Lonesome Onry and Mean: More Reasons Why Best In Texas Is a Flaming Pile of Crap
Trilogy (n.): a set of three works of art that are connected and that can be seen either as a single work or as three individual works.
If euthanasia is ever legalized, one method might be to have the doctor read Ed Shane's monthly "Letter From the Publisher" in Best In Texas to the patient. Reading Shane's banalities to a terminal patient would solve any need for expensive medicines. The death certificate would report that the patient had been bored to death. Shane's latest screed is a 700-word essay on some Nashville flack's supposed observation that we are so lucky to have "the free, unfettered sound that we enjoy here in Texas." Shane bases this on what he calls a "trilogy" (yes, we know Ed has no idea what the definition of trilogy is even though he publishes a "magazine"; this is part of the reason that BIT reads like a rough draft of a sophomore high school theme):
1. Lots of live music; 2. "We have the advantage of hearing new music on Texas radio"; and (drum rollllllll...) 3. "To complete the trilogy, we have the advantage of record producers who don't get in the way of the talent they're recording."
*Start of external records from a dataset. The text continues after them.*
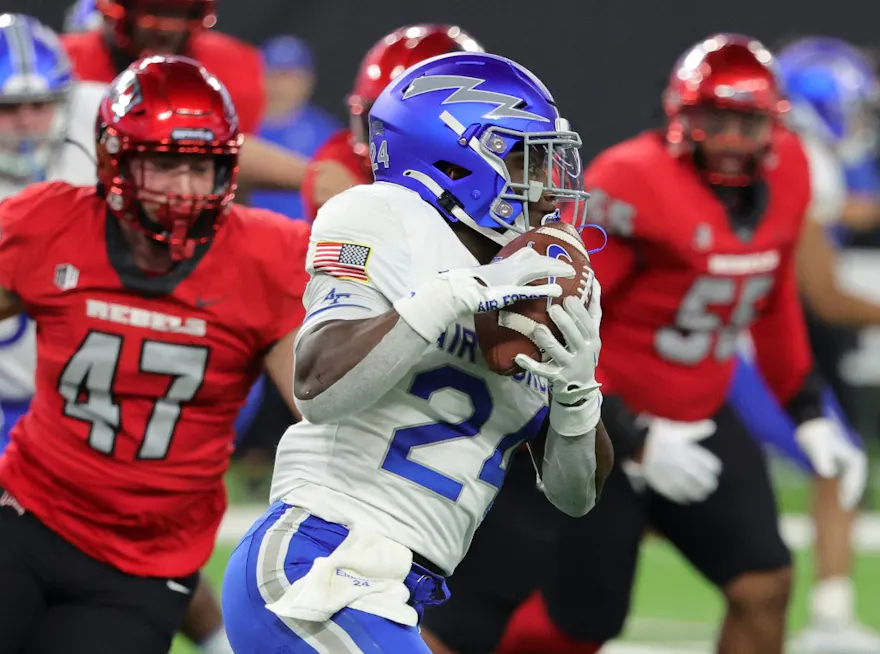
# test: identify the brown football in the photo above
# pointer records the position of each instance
(504, 334)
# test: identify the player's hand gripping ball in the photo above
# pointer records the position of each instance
(505, 333)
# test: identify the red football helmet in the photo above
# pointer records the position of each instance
(167, 105)
(122, 16)
(389, 57)
(723, 102)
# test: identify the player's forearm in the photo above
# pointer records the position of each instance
(817, 277)
(344, 366)
(267, 166)
(627, 433)
(807, 402)
(838, 307)
(575, 466)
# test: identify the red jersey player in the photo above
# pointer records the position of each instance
(134, 28)
(156, 300)
(346, 155)
(703, 219)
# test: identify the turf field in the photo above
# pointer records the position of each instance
(675, 611)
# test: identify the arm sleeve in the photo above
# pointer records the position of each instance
(610, 209)
(827, 184)
(18, 221)
(77, 160)
(286, 278)
(782, 347)
(357, 238)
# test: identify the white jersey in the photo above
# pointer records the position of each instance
(423, 464)
(75, 164)
(827, 182)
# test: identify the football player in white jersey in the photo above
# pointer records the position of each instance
(407, 433)
(46, 125)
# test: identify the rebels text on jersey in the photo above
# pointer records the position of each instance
(422, 464)
(139, 379)
(337, 148)
(680, 283)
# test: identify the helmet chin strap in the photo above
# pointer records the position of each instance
(501, 238)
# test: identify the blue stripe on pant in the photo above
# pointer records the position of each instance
(768, 422)
(12, 410)
(278, 550)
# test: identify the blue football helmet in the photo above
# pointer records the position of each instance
(35, 82)
(82, 16)
(467, 111)
(835, 95)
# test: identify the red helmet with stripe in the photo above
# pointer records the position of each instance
(170, 105)
(723, 102)
(177, 19)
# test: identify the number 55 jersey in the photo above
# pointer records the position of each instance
(682, 279)
(139, 378)
(422, 464)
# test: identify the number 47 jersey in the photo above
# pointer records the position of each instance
(139, 378)
(681, 280)
(422, 464)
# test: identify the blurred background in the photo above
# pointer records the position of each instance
(606, 63)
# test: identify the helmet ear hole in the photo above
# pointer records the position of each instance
(452, 171)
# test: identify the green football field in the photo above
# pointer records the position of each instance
(675, 611)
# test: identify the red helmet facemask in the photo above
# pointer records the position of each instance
(172, 17)
(389, 57)
(167, 106)
(723, 102)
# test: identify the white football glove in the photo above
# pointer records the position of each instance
(453, 294)
(674, 464)
(833, 455)
(570, 367)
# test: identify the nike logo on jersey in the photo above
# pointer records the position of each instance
(177, 587)
(744, 264)
(153, 320)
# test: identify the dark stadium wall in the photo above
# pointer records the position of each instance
(606, 61)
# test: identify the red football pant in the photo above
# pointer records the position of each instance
(531, 631)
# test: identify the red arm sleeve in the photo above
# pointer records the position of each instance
(782, 347)
(18, 216)
(610, 209)
(287, 279)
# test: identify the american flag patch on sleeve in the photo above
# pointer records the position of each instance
(342, 260)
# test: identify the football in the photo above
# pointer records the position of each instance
(503, 334)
Shazam, Gomer! He then goes on to waste an entire page on his thoughts on the subject. Want a stunner thought from the Flack-in-Chief? "I think immediately of Jack White's work with White Stripes, of Tim Armstrong's with Rancid and other edgy punk bands." Oh, yeah, Ed is sitting around listening to edgy punk bands right now. I'll bet he's got Rancid on repeat in his iPod. Sure. It's statements like these that make BIT the undisputed crap pile that it is. Mr. Knowledgeable then goes on to list these Texas producers who "don't get in the way of the talent." Each gets his own fawning paragraph. Radney Foster. Ray Benson. Lloyd Maines. Walt Wilkins. There's so much licking and sucking going on with this that the page feels icky to the touch. Near the end, just before death by terminal boredom overtakes us, we do finally get a glimpse at why Glorious Leader wasted his time writing this pile of vacancy: "Bill Green at BMG studios in San Antonio - a producer also known for transparency - says that record production is one of the elements that gives Texas music an economic impact that totals almost two billion dollars annually." Now we finally get down to what the music really means to our cynical Flack-in-Chief: cash in his pocket. Maybe Ed Einstein is way ahead of LOM here; maybe he knows he's writing to the brain dead who swallow the swill in BIT. Euthanasia, music lovers?